Code that runs on 1.x will need to be modified to run on run on 2.x. The 1.8.0 release was made to ease the transition. Code written for 1.7.2 and earlier will produce deprecation warnings when run in 1.8.0. Code that has been modified to no longer produce those deprecation warnings should run without further modifications on 2.0.0.
* Replace `GeneralParsers` and `TextParsers` with `ParserContext`, which behaves like a `TextParsers` with a default `whitespace` of `None`
* The separate parser contexts were always kind of confusing and, in reality, not all that different. Both could parse text. The only advantage of `TextParsers` was its `whitespace` option. Add that to `GeneralParsers` and `TextParsers` is no longer needed and `ParserContext` is born.
* Replace the custom `parsita.Result` with `returns.result.Result`
* `Result`, `Success`, and `Failure` are now simple reexports of the classes from [`returns.result`](https://returns.readthedocs.io/en/latest/pages/result.html)
* `Result.or_die()` and `Success.value` have been replaced by `Result.unwrap()`
* `Failure.message` has been replaced by `str(Result.failure())`
* Replace the internal parsing engine with a [packrat parser](https://pdos.csail.mit.edu/~baford/packrat/icfp02/packrat-icfp02.pdf)

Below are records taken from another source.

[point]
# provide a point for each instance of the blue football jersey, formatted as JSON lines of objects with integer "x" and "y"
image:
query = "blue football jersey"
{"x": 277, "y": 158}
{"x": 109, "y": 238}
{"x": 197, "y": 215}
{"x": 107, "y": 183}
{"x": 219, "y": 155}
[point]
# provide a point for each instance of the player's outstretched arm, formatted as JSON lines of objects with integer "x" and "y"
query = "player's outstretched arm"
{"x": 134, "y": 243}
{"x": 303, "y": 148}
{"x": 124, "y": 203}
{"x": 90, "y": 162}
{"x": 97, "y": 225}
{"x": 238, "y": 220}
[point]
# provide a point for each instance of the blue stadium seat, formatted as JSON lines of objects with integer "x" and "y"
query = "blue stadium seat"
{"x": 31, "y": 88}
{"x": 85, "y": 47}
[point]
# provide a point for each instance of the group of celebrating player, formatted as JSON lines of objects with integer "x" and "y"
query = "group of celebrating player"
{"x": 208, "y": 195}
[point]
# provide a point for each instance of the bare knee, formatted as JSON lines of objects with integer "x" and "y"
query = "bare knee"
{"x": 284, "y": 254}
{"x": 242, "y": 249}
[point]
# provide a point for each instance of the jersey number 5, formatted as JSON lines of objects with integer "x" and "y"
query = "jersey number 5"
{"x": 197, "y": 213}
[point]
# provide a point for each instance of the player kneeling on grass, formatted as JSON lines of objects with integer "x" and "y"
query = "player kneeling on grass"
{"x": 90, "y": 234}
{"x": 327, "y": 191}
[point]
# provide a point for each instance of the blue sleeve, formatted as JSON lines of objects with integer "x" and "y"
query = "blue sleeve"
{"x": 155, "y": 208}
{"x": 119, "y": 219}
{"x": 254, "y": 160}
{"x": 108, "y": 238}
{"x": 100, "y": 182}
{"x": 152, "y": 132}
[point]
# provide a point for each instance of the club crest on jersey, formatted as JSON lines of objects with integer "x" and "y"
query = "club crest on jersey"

* Every time a parser finishes at a particular location in the input, a packrat parser caches the response. This guarantees that the time the parser takes to parse is linear in the input. It should no longer possible to write a parser that appears to hang on a small amount of input.
* This is only a breaking change for custom parser classes (i.e. those that inherit from `Parser` instead of being built from combinations of other parsers). Classes that inherit from `Parsers` need to adopt the following changes:
* `consume` is now an abstract protected method. `consume` must be implemented in concrete subclasses of `Parser`, but is invoked by `cached_consumed` only and should not be directly invoked by other parsers.
* Invoke `cached_consume` on inner parsers instead of `consume` directly
* Return `None` on failure instead of `Backtrack`
* No need to do `status.merge` anymore
* Raise custom `RecursionError` instead of using the builtin one when Parsita detects infinite recursion
* It has `parser` and `context` attributes to store useful state about the parsing at the failure
* `ParseError` now has attributes (`farthest` and `expected`) so that the state can be queried instead of lost in the string
* Remove `parsita.options.parse_method` global mutable state
* `Parser.parse` is now a normal method instead of being extracted from global mutable state at parser instantiation
* Remove `parsita.options.handle_literal` global mutable state
* `LiteralParser` now handles everything. It has a specialization for `StringReader` for performance.